Longhi had read that description while just a boy and it had stayed vividly in his mind ever since. He had recognized a copy of the painting—“weak and lifeless,” he called it—at the shop of a dealer in antiques named Tass in London, on Brompton Road. That was in the 1930s, when Longhi had been forty years old. Since then he had come across several other copies, but even the best of them did not possess the spark, the vitality, that he knew he would see when he finally came across the original. Back then, he expected it would turn up in his lifetime.

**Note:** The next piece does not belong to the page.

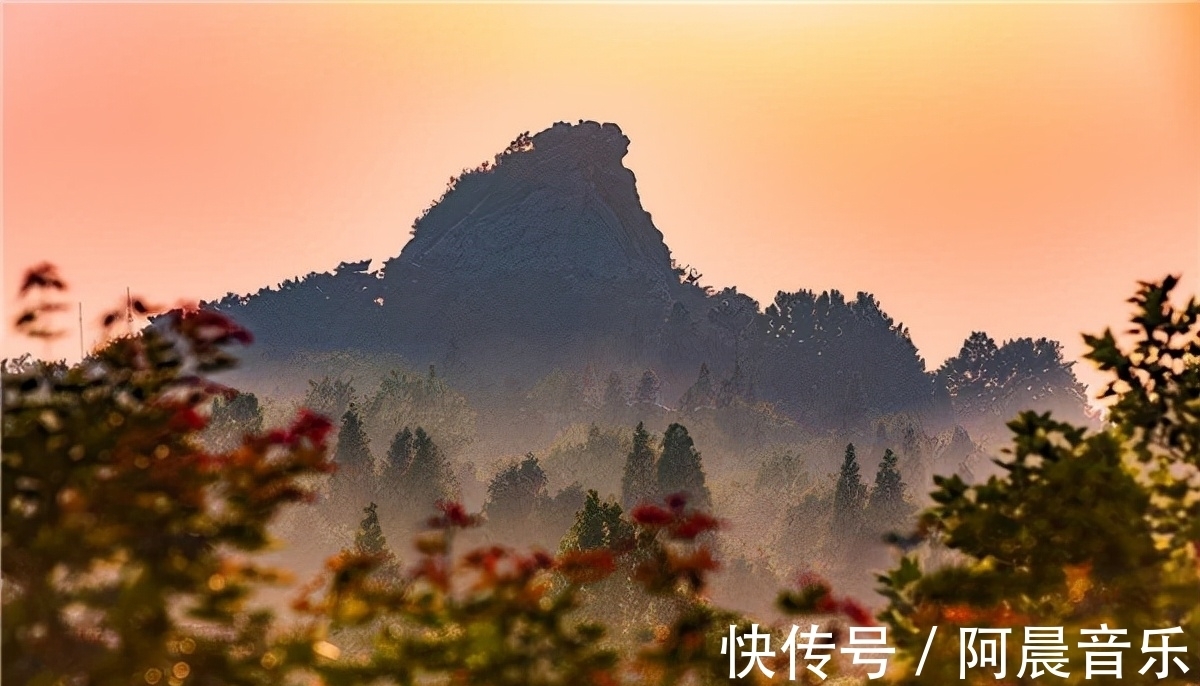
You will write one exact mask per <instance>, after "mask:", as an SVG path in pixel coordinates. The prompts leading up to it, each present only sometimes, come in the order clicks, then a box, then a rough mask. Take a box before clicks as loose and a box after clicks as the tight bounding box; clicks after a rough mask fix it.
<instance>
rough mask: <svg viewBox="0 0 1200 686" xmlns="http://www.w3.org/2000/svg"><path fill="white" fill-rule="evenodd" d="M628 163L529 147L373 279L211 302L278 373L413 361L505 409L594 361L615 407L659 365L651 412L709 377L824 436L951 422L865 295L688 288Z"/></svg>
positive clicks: (731, 394) (455, 385)
mask: <svg viewBox="0 0 1200 686" xmlns="http://www.w3.org/2000/svg"><path fill="white" fill-rule="evenodd" d="M628 150H629V139H628V138H626V137H625V136H624V134H623V133H622V132H620V130H619V128H618V127H617V126H616V125H612V124H605V125H600V124H596V122H580V124H577V125H569V124H557V125H554V126H553V127H551V128H548V130H546V131H542V132H541V133H538V134H536V136H533V137H529V136H528V134H523V136H521V137H518V138H517V139H516V140H514V142H512V144H510V145H509V148H508V149H506V150H505V151H504V152H502V154H500V155H497V156H496V158H494V162H490V163H486V164H484V166H480V168H478V169H475V170H469V171H464V173H463V175H462V176H461V177H458V179H456V180H454V181H452V183H451V187H450V188H449V189H448V192H446V193H445V195H443V197H442V198H440V199H439V200H438V201H437V203H434V204H433V205H432V206H431V207H430V209H428V210H427V211H426V212H425V213H424V215H422V216H421V217H420V218H419V219H418V221H416V223H415V225H414V231H413V237H412V240H410V241H409V242H408V245H406V246H404V248H403V249H402V252H401V253H400V254H398V255H397V257H395V258H392V259H390V260H388V261H386V263H385V265H384V269H383V270H382V271H380V272H376V273H372V272H370V271H368V270H367V263H342V264H341V265H340V266H338V267H337V270H336V271H335V272H332V273H322V275H310V276H307V277H305V278H302V279H296V281H288V282H286V283H283V284H280V287H278V288H274V289H263V290H260V291H259V293H258V294H254V295H251V296H245V297H244V296H236V295H229V296H227V297H226V299H223V300H221V301H220V302H215V303H210V305H209V307H212V308H216V309H221V311H226V312H228V313H229V314H232V315H233V317H234V318H235V319H238V320H239V321H241V323H242V324H244V325H246V326H248V327H250V329H251V330H252V331H253V332H254V333H256V336H257V337H258V341H259V343H258V345H256V347H254V350H253V351H252V354H253V355H256V356H257V357H258V359H259V360H263V361H265V362H268V363H276V365H278V363H281V362H283V363H286V361H287V360H288V359H289V356H294V355H296V354H301V353H330V351H342V350H353V351H355V353H358V354H367V355H370V354H386V355H388V356H390V357H389V359H392V360H394V359H395V357H396V356H401V357H403V359H404V360H406V362H407V363H408V365H410V366H412V367H415V368H424V367H425V366H426V365H436V366H437V369H438V372H439V374H444V375H445V378H449V379H450V380H451V383H452V384H454V385H455V386H456V387H458V389H462V390H463V391H466V392H468V393H469V395H472V396H473V398H479V397H481V395H482V397H488V396H490V397H491V398H492V401H494V402H493V404H498V405H504V404H506V403H510V402H511V401H514V399H520V398H523V397H524V395H526V392H527V391H529V390H530V389H532V387H533V386H534V385H535V384H538V383H539V380H542V379H546V378H547V377H548V375H551V374H552V372H554V371H556V369H558V371H566V372H571V373H581V371H582V369H583V368H584V367H586V366H587V367H589V368H592V369H594V371H599V372H600V374H601V378H602V377H606V375H607V374H608V372H610V371H619V372H620V373H622V374H623V377H624V379H625V385H626V389H625V391H620V389H617V391H618V393H617V395H620V392H628V390H629V389H628V386H629V384H630V383H631V381H632V380H635V379H637V378H640V377H642V375H643V372H644V371H647V369H652V371H653V374H652V377H653V378H654V379H655V380H656V383H660V384H661V386H660V392H659V393H658V395H659V402H661V403H664V404H666V405H668V407H673V405H676V404H677V403H678V402H679V399H680V398H682V396H684V392H685V391H686V390H688V389H689V387H692V386H694V385H695V383H696V381H697V371H698V369H700V368H701V366H702V365H707V368H708V371H709V373H710V375H712V378H710V379H709V386H712V389H713V391H714V392H715V395H716V402H718V404H724V405H728V404H730V403H733V402H734V401H736V399H737V398H740V399H745V401H760V399H763V401H768V402H770V403H773V404H774V405H775V408H776V409H778V410H780V411H782V413H785V414H786V415H788V416H790V417H792V419H793V420H796V421H798V422H800V423H802V425H806V426H812V427H822V428H842V429H850V428H854V427H864V426H866V425H869V422H871V421H872V419H874V417H881V416H886V415H889V414H894V413H911V414H914V415H918V416H922V417H924V419H925V420H926V421H929V422H931V426H929V427H928V428H934V429H935V431H936V427H937V426H938V425H943V426H953V425H952V421H953V416H952V413H953V410H952V405H950V403H952V396H953V393H950V392H949V391H948V387H949V386H948V384H947V383H943V381H942V380H940V379H937V378H935V375H934V374H932V373H930V372H929V371H928V369H926V368H925V363H924V361H923V360H922V359H920V356H919V354H918V351H917V349H916V347H914V345H913V344H912V341H911V339H910V337H908V332H907V330H906V329H904V326H902V325H901V324H898V323H894V321H893V320H892V319H890V318H889V317H888V315H887V314H886V313H884V312H883V311H882V308H881V306H880V303H878V302H877V301H876V300H875V299H874V297H872V296H870V295H869V294H863V293H860V294H858V295H857V297H854V299H848V297H846V296H844V295H842V294H840V293H838V291H829V293H821V294H817V293H815V291H809V290H800V291H796V293H780V294H779V295H778V296H776V297H775V301H774V302H773V303H770V305H769V306H768V307H767V309H766V311H762V309H761V308H760V305H758V303H757V302H756V301H754V300H752V299H750V297H748V296H745V295H744V294H739V293H738V291H737V289H734V288H727V289H725V290H721V291H718V293H713V291H708V290H706V289H702V288H700V287H698V285H696V284H695V283H692V282H691V281H689V279H686V278H683V276H684V275H683V273H682V270H677V269H676V265H674V263H673V261H672V259H671V251H670V249H668V248H667V246H666V243H665V242H664V240H662V234H661V233H660V231H659V230H658V229H656V228H655V227H654V224H653V222H652V221H650V216H649V215H648V213H647V212H646V210H643V209H642V204H641V200H640V198H638V195H637V187H636V183H635V179H634V174H632V171H630V170H629V169H626V168H625V167H624V164H623V160H624V157H625V154H626V152H628ZM380 359H382V357H380ZM964 397H965V396H964ZM960 399H961V398H960Z"/></svg>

Francesca imagined Longhi reading Gerda Panofsky-Soergel’s article. He had written his critique of her in 1969, when he was seventy-nine years old, and he had died the next year. From everything Francesca had heard about him, he had been a thoroughly unpleasant man, given to grudges and malicious comments about colleagues. But he was a brilliant scholar. In his later years, thought Francesca, he’d probably given up hope of finding Caravaggio’s original picture. And then, by chance, he had come across that single line about the sale of a painting by Honthorst to a Scotsman. His pulse must have quickened. Was it not possible, Longhi speculated in his critique of Panofsky-Soergel, that the painting had been mislabeled? And that the Scotsman, Hamilton Nisbet, had actually purchased the lost painting by Caravaggio? In which case, Longhi surmised, the original
Taking of Christ
was likely somewhere in the British Isles, possibly still in the unwitting possession of Hamilton Nisbet’s descendants, or perhaps hanging in obscurity in some small parish church.